From the quantitative and qualitative experiments, it is apparent that the generation of LLMs studied here struggle with in-depth analytical reasoning. Across all datasets, we see trends of good summarization, and less on analytical creativity or speculative/imaginative reasoning (not withstanding LLMs ability to hallucinate information). We briefly describe these points here: Steering speculative reasoning is hard: LLMs are adept at summarizing documents into groups. However, our repeated attempts with multiple types of prompts and parameter sweeps failed to invoke the capability required to properly speculate connections.

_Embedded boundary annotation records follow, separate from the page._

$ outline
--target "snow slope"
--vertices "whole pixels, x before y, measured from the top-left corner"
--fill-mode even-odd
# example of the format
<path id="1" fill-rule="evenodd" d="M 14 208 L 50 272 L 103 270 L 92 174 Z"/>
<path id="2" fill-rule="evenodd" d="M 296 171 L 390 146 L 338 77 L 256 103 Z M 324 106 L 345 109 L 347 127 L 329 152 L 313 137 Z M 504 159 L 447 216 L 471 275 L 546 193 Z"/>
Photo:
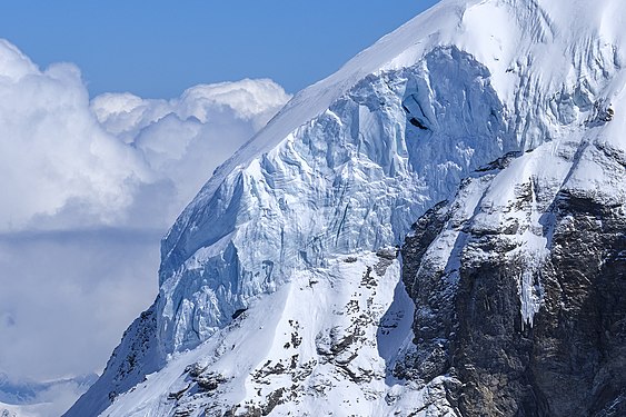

Complementary to this finding, we also experimented with a shorter use case with brief descriptions of four persons as shown in Fig. 9. When asked about the connection between only two persons, LLMs were able to speculate based on the similarity of their names. However, with the addition of two more persons in the mix, LLMs failed to invoke the previous speculation. We also noticed that the position of the target entities mattered. Our finding is consistent with those of recent research, e.g., needle in the haystack [41], lost in the middle [42] studies. Moreover, our findings suggest that, LLMs still struggle on a much smaller scale than previously thought of and this depends on both task complexity (i.e., number of entities in IA) and context length.
As a ray of hope, preliminary tests on OpenAI’s o1 model [43] (unavailable during submission) show substantial improvement which can be attributed to the additional chain-of-thought reasoning steps invoked during generation. This reinforces that additional reasoning augmentations can be helpful for IA tasks.
LLMs are good organizers: Even with the lack of in-depth analytical reasoning, LLMs were able to group related entities and events together, specially with smaller datasets. With large datasets, augmentation is needed to orchestrate some of the required grouping because of the context limitation and loss of attention [15].
Orchestrating the evidence is a major challenge: For data-centric analytical tasks like IA, it is hard for an LLM to take everything into context in a single prompt. Augmentation is necessary to organize the evidence. We propose a LLM-driven framework for these tasks. LLMs can also help in the search and retrieval process for such frameworks. Frameworks designed to show the immediate reasoning steps can also be helpful for the analysts to develop mental models.